Aan mengatakan penerapan pasal kelalaian memang bisa menjadi dasar awal penyidikan.
Apabila penyidikan menemukan adanya unsur kesengajaan, penyidik dapat menerapkan pasal lain yang lebih berat sesuai fakta dan alat bukti,”
kata Aan kepada Owrite, Jumat, 17 Juli 2026.
Ia menilai penyidik perlu mendalami secara menyeluruh apakah insiden itu murni akibat kelalaian atau justru mengandung unsur kesengajaan.
Bagi pengelola pondok bisa jadi kelalaian, namun bagi pelaku bisa jadi kesengajaan apalagi sebelumnya didahului ancaman,”
ujarnya.
Karena itu, Aan meminta aparat penegak hukum menangani perkara tersebut secara profesional dan berbasis pembuktian.
Penyidik harus memastikan apakah peristiwa tersebut murni karena kelalaian atau terdapat unsur kesengajaan, sehingga penegakan hukumnya benar-benar memenuhi rasa keadilan,”
kata Aan.
Di sisi lain, Aan menilai rentetan kasus kekerasan yang terjadi di sejumlah pesantren perlu jadi bahan evaluasi terhadap sistem pengawasan dan perlindungan anak di lembaga pendidikan berasrama.
Meski begitu, ia mengingatkan agar kasus tersebut tidak dijadikan dasar untuk menggeneralisasi seluruh pesantren.

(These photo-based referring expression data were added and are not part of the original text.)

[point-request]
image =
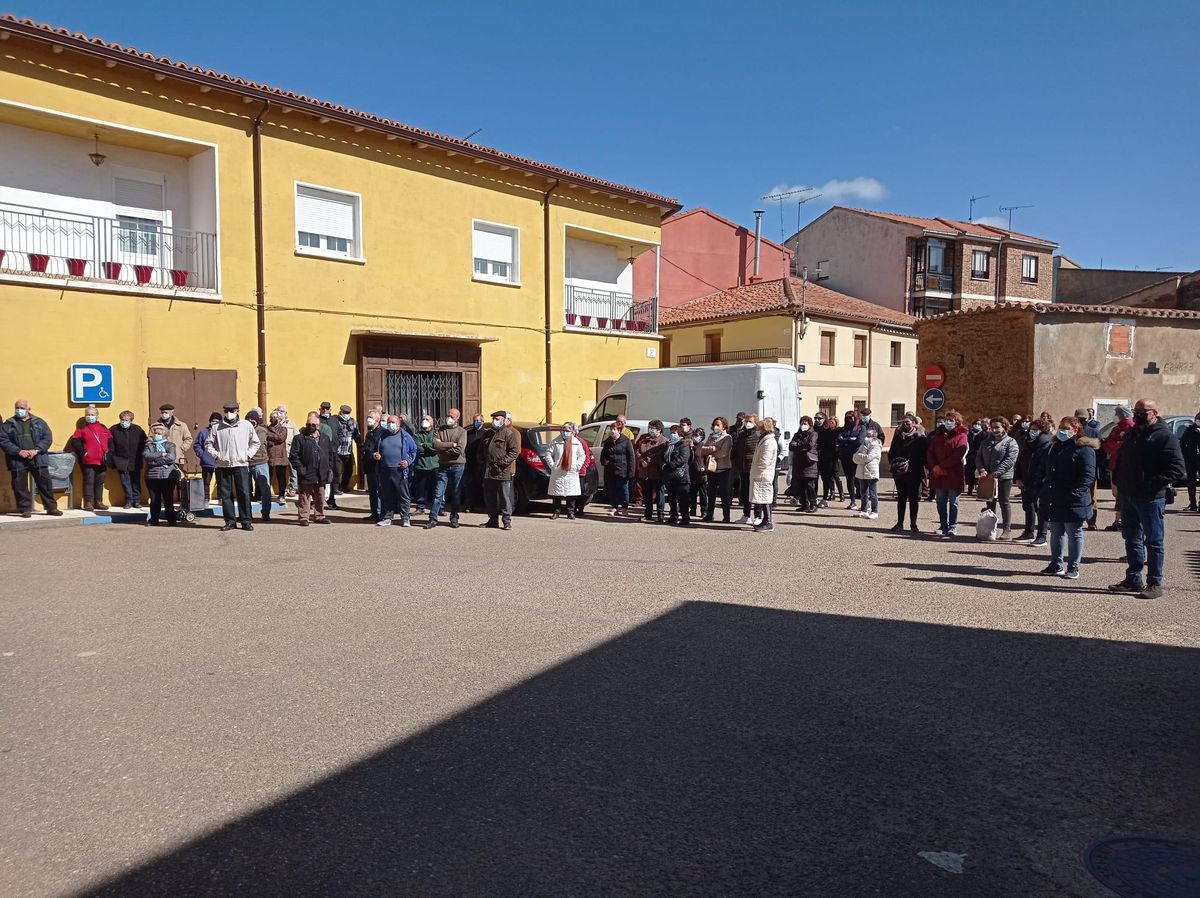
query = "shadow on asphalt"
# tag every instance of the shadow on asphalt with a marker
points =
(727, 749)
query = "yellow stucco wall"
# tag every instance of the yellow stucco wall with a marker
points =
(418, 205)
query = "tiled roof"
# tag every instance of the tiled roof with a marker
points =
(721, 219)
(163, 65)
(952, 226)
(1069, 309)
(783, 294)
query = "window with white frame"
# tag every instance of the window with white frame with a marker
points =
(496, 250)
(329, 222)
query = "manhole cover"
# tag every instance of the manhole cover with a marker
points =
(1145, 868)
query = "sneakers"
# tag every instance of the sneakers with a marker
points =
(1127, 585)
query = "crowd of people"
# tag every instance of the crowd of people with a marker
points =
(678, 474)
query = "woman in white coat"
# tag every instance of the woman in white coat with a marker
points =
(762, 476)
(565, 462)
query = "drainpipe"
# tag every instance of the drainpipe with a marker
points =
(546, 246)
(259, 276)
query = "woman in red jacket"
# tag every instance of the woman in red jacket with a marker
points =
(946, 460)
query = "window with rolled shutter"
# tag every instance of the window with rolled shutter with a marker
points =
(328, 222)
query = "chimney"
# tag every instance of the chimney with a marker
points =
(757, 243)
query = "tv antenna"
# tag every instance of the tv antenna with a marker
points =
(1011, 209)
(785, 195)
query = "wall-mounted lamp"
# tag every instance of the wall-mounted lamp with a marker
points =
(96, 156)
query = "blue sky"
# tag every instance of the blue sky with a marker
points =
(1087, 111)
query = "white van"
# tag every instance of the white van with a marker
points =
(702, 393)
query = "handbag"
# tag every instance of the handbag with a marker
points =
(985, 488)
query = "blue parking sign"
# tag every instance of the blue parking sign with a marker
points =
(91, 383)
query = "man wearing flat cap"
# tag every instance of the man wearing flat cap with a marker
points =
(233, 442)
(501, 449)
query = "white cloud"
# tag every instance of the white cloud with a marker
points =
(868, 189)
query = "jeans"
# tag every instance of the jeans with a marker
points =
(947, 509)
(618, 490)
(718, 489)
(24, 495)
(262, 478)
(1141, 525)
(162, 498)
(449, 485)
(234, 484)
(869, 496)
(395, 492)
(1073, 533)
(131, 485)
(1003, 490)
(907, 496)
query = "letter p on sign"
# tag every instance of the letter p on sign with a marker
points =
(91, 383)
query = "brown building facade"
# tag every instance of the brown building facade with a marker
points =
(1025, 359)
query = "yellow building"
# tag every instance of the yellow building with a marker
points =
(210, 238)
(847, 353)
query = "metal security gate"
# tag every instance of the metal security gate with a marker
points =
(420, 393)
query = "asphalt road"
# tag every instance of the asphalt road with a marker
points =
(580, 708)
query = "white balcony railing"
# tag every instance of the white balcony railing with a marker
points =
(605, 310)
(124, 250)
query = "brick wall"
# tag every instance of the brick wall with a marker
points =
(1014, 287)
(988, 359)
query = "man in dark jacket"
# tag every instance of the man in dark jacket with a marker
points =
(312, 459)
(501, 454)
(129, 445)
(25, 441)
(1189, 444)
(1149, 462)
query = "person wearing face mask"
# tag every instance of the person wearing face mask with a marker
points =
(375, 426)
(1149, 462)
(129, 448)
(451, 448)
(161, 462)
(619, 462)
(279, 470)
(501, 454)
(1067, 489)
(649, 448)
(996, 459)
(208, 461)
(233, 443)
(564, 461)
(745, 443)
(397, 456)
(804, 466)
(717, 452)
(946, 460)
(25, 441)
(1189, 445)
(677, 476)
(425, 472)
(827, 459)
(312, 458)
(906, 458)
(93, 443)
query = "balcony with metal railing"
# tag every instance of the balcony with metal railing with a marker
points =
(607, 311)
(778, 353)
(126, 250)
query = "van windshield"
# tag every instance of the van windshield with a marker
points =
(610, 408)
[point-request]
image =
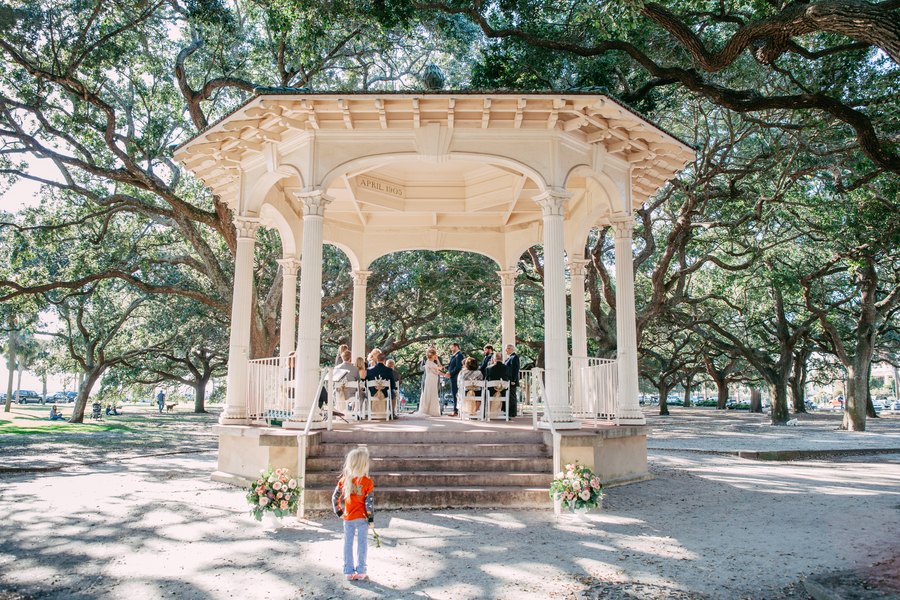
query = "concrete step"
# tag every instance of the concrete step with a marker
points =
(394, 450)
(442, 497)
(328, 479)
(360, 436)
(473, 463)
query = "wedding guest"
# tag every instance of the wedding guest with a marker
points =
(453, 369)
(340, 357)
(488, 358)
(361, 365)
(512, 369)
(354, 501)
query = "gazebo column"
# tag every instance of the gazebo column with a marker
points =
(508, 308)
(358, 335)
(235, 412)
(577, 268)
(289, 267)
(310, 322)
(555, 331)
(626, 333)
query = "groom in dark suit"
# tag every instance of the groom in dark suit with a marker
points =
(512, 369)
(453, 369)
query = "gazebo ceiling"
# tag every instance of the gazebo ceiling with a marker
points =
(408, 190)
(451, 194)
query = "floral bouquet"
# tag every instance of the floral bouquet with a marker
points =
(577, 487)
(274, 492)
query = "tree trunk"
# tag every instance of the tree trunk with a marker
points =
(19, 382)
(755, 400)
(10, 361)
(84, 389)
(200, 395)
(870, 407)
(663, 390)
(780, 413)
(798, 381)
(857, 392)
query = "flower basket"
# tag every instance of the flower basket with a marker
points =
(577, 487)
(275, 493)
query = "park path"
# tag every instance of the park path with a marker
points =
(707, 526)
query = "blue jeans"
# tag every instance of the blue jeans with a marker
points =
(359, 527)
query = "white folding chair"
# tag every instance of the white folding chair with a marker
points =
(471, 400)
(347, 398)
(497, 393)
(379, 408)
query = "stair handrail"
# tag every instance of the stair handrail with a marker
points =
(301, 438)
(536, 377)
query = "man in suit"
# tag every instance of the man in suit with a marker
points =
(488, 360)
(380, 370)
(453, 369)
(512, 370)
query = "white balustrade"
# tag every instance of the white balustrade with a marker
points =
(593, 388)
(271, 388)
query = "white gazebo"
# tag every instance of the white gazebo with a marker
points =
(488, 172)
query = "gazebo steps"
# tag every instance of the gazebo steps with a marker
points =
(358, 436)
(529, 464)
(328, 479)
(443, 497)
(376, 450)
(429, 469)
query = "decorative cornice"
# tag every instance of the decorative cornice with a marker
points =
(289, 266)
(553, 203)
(623, 228)
(507, 278)
(314, 202)
(360, 277)
(578, 266)
(246, 227)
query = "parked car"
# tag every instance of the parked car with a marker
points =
(27, 396)
(64, 397)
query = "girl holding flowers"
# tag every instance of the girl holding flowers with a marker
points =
(354, 501)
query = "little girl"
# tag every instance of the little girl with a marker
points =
(354, 500)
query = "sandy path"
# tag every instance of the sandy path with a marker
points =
(706, 527)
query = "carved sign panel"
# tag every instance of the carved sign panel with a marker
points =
(382, 187)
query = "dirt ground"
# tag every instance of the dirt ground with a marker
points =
(707, 526)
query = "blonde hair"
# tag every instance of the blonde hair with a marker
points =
(356, 465)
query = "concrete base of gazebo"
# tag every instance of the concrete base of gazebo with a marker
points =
(439, 462)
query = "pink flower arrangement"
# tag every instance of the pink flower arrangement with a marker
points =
(577, 487)
(270, 493)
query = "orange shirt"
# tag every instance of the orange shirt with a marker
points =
(355, 505)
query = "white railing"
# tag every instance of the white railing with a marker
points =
(271, 388)
(539, 400)
(594, 388)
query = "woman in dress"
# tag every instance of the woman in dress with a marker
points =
(430, 403)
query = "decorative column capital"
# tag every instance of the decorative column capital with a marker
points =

Tidak tepat menggeneralisasi semua pesantren karena mayoritas menjalankan fungsi pendidikan dengan baik,”
tuturnya.
Aan juga mendorong pemerintah memperkuat sistem perlindungan anak di lingkungan pesantren, mulai dari pengawasan hingga mekanisme pelaporan yang aman.
Menyediakan mekanisme pengaduan yang aman, serta menindak tegas setiap pelanggaran agar kasus serupa tidak terulang,”
ujarnya.
Kasus ini berawal dari peristiwa dugaan pembakaran terhadap tiga santri di sebuah pondok pesantren di Lombok Tengah pada Desember 2025.
Satu korban meninggal dunia setelah menjalani perawatan intensif pada Februari 2026. Sementara, dua korban lainnya mengalami luka bakar serius.
Polisi telah menetapkan santri senior berinisial MR serta pimpinan pondok pesantren sebagai tersangka dalam perkara tersebut.
Santri senior berinisial MR saat ini dijerat Pasal 359 dan/atau Pasal 360 ayat (1) KUHP juncto Pasal 474 ayat (2) dan ayat (3) Undang-Undang Nomor 1 Tahun 2023 tentang KUHP atas dugaan kelalaian yang menyebabkan korban meninggal dunia dan luka berat.